[Libreoffice-bugs] [Bug 141417] New: Allow derivative styles to maintain x-height rather than M-height
bugzilla-daemon at bugs.documentfoundation.org
bugzilla-daemon at bugs.documentfoundation.org
Thu Apr 1 08:24:28 UTC 2021
https://bugs.documentfoundation.org/show_bug.cgi?id=141417
Bug ID: 141417
Summary: Allow derivative styles to maintain x-height rather
than M-height
Product: LibreOffice
Version: 7.1.1.2 release
Hardware: All
OS: All
Status: UNCONFIRMED
Severity: enhancement
Priority: medium
Component: Writer
Assignee: libreoffice-bugs at lists.freedesktop.org
Reporter: eyalroz1 at gmx.com
Created attachment 170887
--> https://bugs.documentfoundation.org/attachment.cgi?id=170887&action=edit
Effective character size difference between Default and Source Text styles
Font size is customarily measured by M-height (or capital height) not x-height;
see:
http://xahlee.info/js/standard_font_size.html
for a discussion of this.
Thus, in LO writer (and all LO) font dialogs, sizes are given in M-height. And
if you create a style derived from another style, it will maintain the same
M-height.
This is problematic in running (Latin) text, where most characters are
lowercase, and their height is basically the x-height. Now, if you use
character styles with different fonts in the same text run, and fail to
carefully set their font size (possibly even to a non-integral value), the
sizes of different parts of the run will vary, distracting the user.

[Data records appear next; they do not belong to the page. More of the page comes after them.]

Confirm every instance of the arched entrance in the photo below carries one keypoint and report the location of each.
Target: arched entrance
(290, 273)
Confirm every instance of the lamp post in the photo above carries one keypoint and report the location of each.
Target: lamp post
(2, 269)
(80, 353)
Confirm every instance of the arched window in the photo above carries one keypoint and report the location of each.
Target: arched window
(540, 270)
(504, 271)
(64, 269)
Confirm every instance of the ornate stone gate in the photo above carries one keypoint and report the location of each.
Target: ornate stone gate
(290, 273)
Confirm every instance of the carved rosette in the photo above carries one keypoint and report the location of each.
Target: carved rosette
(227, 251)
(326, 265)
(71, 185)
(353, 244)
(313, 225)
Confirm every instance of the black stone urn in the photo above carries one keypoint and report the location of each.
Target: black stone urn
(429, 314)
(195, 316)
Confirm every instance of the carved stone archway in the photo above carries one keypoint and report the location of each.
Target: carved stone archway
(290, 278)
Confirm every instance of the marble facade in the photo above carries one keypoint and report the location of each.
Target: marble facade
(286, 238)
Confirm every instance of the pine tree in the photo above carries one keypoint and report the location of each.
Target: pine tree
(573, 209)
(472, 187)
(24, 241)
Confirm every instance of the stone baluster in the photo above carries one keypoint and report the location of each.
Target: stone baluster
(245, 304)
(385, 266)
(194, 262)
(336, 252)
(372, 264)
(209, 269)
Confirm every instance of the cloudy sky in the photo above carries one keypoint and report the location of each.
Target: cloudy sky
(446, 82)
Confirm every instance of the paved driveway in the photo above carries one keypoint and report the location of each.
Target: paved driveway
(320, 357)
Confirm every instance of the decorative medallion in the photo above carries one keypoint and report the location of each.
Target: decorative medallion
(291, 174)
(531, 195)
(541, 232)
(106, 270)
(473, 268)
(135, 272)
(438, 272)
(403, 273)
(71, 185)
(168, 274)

This is not some esoteric use case: You just:
1. Create a new document in LO writer.
2. Write some text, say "foo bar"
3. Select "bar"
4. Change the character style (not the paragraph style!) to "Source Text"
You'll see a significant character size difference. (Actually, this might
depend on your font selection, but it would work with most default choices, and
particularly with Liberation Serif vs Liberation Mono.) The attached document
illustrates this
It would be at least as useful, if not more so, if it were possible for
derivative styles to track the x-height of the underlying style rather than its
M-height.
This can be achieved in one of several ways - partially depending on the extent
to which there is an interest in exposing the x-height and allowing users to
set it instead of the M-height. They are also not-mutually-exclusive:
1. Global LO setting of whether to use M-heights x-heights.
2. Font dialog(s) toggle of whether to have the font size text box reflect the
x-height or the M-height.
3. Separate text boxes for the x and the M heights.
4. Global, document-wide and/or per-style setting of whether derivative styles
which do not set a font size, but do set a font family, inherit the x-height or
the M-height of the underlying style.
5. Buttons or toggle to reset a derived style's size to the x-height and the
M-height respectively of the underlying style.
and there may be other approaches which have not occurred to me.